Hotan, Uyghur Autonomous Region within China













Crossing the length of the Taklamaken Desert was like traveling through a long and sandy border, which divided a multi-ethnic region to that of Uyghur-ville. Stepping out of the bus in Hotan was like stepping into another country altogether.
It might be easier to just rip open your chest upon arrival and have someone sandblast your lungs and then sandpaper your pupils so that you get it over with all at once, rather than suffer the slow sand erosion that eventually takes over your body…breath by breath, blink by blink. Walking the streets feels a bit like your inside a vacuum trying to suck up a shoreline, but once you get used to the tearing and the wheezing, there is definitely some fun to be had in Hotan.

Catch a Glimpse of the Stone Age
On the bus ride in, we passed an incredibly white, mostly dried up river which had foggy looking humans lurking about its’ rocky bed. Inquiring about this to the only person I briefly met who spoke a tiny shred of English, I found out that this is where the locals pick natural Jade to buy and sell in the markets. Salivating at the photo-op, I found my way back to this river and to the market that sat along its’ dusty bank. It was filled almost entirely with men; men washing stones, men rubbing stones, men talking to stones, men trading stones, men transporting stones...in other words, men playing with stones. The only women that were there were the ones providing food to all the stoneheads, and since I knew more about dumplings than I did stones, I decided to take a seat with the ladies, front and center, and watch all the men getting stoned.
After leaving the market, and over the next day that I was in town, I saw many stone gatherings on the streets. The same ritual seemed to occur every time: men hanging out, men hanging out with stones, men using stones as a way to hang out, men are stuck in the stone ages.

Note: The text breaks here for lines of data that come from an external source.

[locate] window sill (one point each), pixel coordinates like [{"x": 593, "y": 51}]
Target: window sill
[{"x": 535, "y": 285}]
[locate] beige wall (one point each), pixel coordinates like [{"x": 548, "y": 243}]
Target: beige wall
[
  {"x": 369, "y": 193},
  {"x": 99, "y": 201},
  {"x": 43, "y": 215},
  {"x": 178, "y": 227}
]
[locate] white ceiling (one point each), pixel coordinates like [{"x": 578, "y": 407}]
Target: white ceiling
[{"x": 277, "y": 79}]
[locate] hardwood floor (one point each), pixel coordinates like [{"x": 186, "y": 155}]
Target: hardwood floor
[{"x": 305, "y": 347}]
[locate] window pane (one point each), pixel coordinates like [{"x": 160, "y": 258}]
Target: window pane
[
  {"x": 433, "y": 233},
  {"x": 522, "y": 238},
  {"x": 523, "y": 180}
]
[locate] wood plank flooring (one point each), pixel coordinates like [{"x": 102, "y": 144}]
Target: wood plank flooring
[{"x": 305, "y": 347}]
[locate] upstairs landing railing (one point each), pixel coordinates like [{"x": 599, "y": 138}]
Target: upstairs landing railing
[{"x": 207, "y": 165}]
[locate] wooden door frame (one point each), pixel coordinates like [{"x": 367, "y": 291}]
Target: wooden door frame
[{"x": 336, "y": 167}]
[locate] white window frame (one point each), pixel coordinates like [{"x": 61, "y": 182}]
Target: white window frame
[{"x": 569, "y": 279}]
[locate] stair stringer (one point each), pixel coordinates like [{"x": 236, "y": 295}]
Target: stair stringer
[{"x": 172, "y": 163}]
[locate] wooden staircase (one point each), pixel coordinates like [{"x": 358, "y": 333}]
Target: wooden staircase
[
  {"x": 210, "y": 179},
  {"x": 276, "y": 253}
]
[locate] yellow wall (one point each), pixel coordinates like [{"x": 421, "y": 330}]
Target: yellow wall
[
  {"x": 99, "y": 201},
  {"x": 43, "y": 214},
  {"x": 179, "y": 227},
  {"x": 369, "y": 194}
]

Become a Bus Driving Assistant
It’s not what you see, it’s how you get there. Or don't get there for that matter. On my first day in Hotan I had secured local lodging, made it to the white jade river, the city park, the outdoor market and the town square. For my second day, I had written down that I wanted to see the silk factory and the winery. The silk factory made sense since I was following the ancient silk road, but an Uyghur winery located in remote western China was a far, and probably very wrong, stretch of the imagination.
Traveling without a guidebook or any useful foreign language skills in places like this, I had managed to get the same guy who spoke a shred of English to write down the very simple description of silk house and wine house in Mandarin. Written characters gets you everywhere in China, but not so much in Uyghur-ville, where they read according to a modified Arabic alphabet. Mandarin is the minority language in Hotan and English is non-existent. But I had my translated piece of paper, so I started waving it about town, until I stumbled upon a bus driver who wanted to make me Second in Command. That’s right, Co-captain of local Uyghur Bus #4.
How should I describe this experience? Well, it was kind of like being a child and getting invited into the cockpit to sit with the captain and steer the plane for a minute. While I didn’t quite steer the bus while sitting on the driver’s lap, I did get to sit up front on the consul next to him and press the button that opens and closes the doors. And while we never did figure out the location of the silk factory or the winery (not that I would have understood anything there anyway), I was having so much fun on the bus that I took two entire city loops as Second in Command.

Lost in the Double Translation
As I mentioned, Mandarin is the minority language in Hotan and English is non-existent. It’s really fun if you can find a Chinese person, like I did, who can translate something from English into Chinese characters. Then you take that to an Uyghur person who then takes that back to a Chinese person for translation and then reports to you in a language you don’t understand anyway. It’s like a good game of telephone.